Korner was mentor to a generation of young British blues musicians, including members of the Rolling Stones. He also hosted a popular BBC radio programme called Rhythm And Blues which had featured Jimi just two months earlier, playing covers of Muddy Waters and Bob Dylan songs. Recruiting Korner as narrator was an inspired choice, and lent the film undeniable authority.
Such decisions were usually shared between Peter Neal and John Marshall. There was surprisingly little input from Jimi’s management during the making of Experience, despite regular visits to see how the film was progressing.
“They would all come into the cutting-room from time to time,” recalls Peter. “Chris Stamp and Kit Lambert showed up once or twice, and Chas Chandler would pop in every so often to see what was happening and just say, ‘that’s great, carry on.’ It was very relaxed, but I never did understand the arrangement that John Marshall had made with them because there was no contract or anything in writing.
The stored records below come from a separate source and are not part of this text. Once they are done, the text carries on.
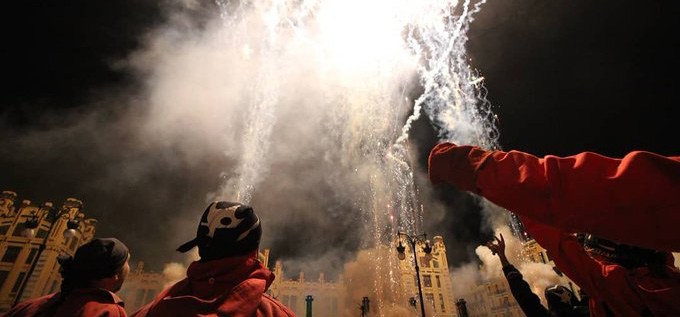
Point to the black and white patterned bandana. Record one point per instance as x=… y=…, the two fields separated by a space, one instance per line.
x=226 y=229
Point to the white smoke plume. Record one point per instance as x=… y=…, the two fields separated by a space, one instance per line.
x=538 y=275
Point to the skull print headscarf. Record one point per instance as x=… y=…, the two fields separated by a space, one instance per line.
x=226 y=229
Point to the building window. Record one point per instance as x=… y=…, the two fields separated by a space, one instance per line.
x=53 y=288
x=74 y=244
x=3 y=278
x=334 y=305
x=17 y=284
x=293 y=302
x=139 y=299
x=31 y=255
x=441 y=303
x=17 y=230
x=429 y=297
x=427 y=280
x=42 y=233
x=11 y=254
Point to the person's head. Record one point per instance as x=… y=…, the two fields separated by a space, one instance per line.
x=622 y=254
x=100 y=263
x=561 y=300
x=226 y=229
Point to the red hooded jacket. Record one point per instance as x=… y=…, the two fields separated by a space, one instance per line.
x=91 y=302
x=613 y=288
x=634 y=200
x=233 y=286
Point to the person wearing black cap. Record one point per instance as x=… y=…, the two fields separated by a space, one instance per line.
x=228 y=280
x=90 y=280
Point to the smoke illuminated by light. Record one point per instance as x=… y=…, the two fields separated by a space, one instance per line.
x=280 y=81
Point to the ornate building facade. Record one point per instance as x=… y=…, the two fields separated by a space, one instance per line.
x=19 y=244
x=328 y=296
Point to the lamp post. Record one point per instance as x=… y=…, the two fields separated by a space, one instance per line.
x=365 y=306
x=53 y=214
x=412 y=240
x=309 y=299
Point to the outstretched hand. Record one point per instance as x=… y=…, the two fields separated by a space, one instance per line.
x=498 y=248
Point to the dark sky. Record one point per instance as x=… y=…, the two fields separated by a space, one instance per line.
x=563 y=76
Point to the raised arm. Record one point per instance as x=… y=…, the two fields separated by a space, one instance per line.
x=521 y=291
x=634 y=200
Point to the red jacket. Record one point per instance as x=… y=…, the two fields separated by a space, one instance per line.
x=233 y=286
x=92 y=302
x=634 y=200
x=622 y=291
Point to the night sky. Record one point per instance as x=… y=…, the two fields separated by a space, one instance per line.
x=563 y=77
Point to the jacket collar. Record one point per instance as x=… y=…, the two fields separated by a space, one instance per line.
x=99 y=294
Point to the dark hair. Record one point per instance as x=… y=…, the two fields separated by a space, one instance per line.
x=95 y=260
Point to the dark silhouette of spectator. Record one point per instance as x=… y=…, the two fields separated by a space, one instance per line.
x=561 y=300
x=90 y=280
x=228 y=280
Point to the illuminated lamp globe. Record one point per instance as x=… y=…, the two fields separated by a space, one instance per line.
x=70 y=233
x=28 y=232
x=400 y=251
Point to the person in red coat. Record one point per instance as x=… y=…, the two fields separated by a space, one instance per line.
x=620 y=280
x=90 y=280
x=228 y=280
x=633 y=200
x=561 y=300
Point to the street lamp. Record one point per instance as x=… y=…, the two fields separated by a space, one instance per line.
x=412 y=240
x=53 y=215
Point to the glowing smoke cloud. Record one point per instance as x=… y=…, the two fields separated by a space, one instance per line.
x=347 y=66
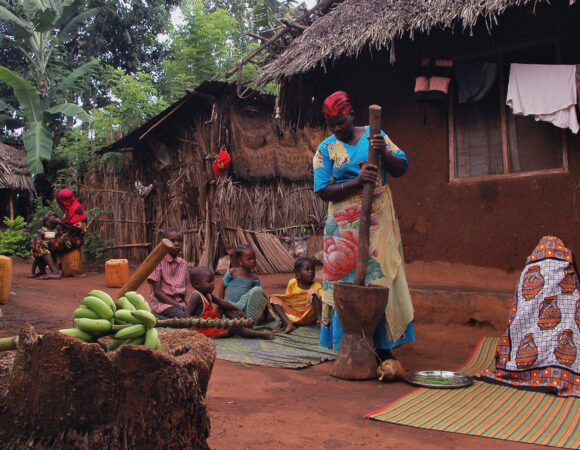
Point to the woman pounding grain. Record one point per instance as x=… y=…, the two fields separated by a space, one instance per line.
x=340 y=172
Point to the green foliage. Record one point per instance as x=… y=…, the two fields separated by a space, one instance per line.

They seemed to be very pleased that we were doing a film about Jimi but it was our project. We’d raised the money and done the work and they respected that.
“John and I never got paid a penny of course. We did all that work for nothing but never really thought about it at the time. We were just happy to see it finished. At one stage I’d hoped it might get on television but at the same time I knew it probably wouldn’t, as it was maybe a bit too outrageous. It was shown at the Electric Cinema a few times and also on Dutch television. The ICA showed it every day for three months once, along with my Incredible String Band film. It was also shown at the National Film Theatre three or four times but it was hardly what you’d call a success.”
Within months of Peter completing the film, John Marshall contacted him to say that the backers wanted their money back. Peter contributed £500, and Joe Boyd and John Marshall £250 each. You can therefore imagine his reaction when Warner Brothers contacted him to say they were going to use extracts from it in their 1973 film Jimi Hendrix, and that Peter could forget about receiving any remuneration. Ten years later, Alan Douglas bought Experience for the Hendrix Estate and made it available on VHS. It’s subsequently been transferred to DVD, and remains a seminal part of the Jimi Hendrix story.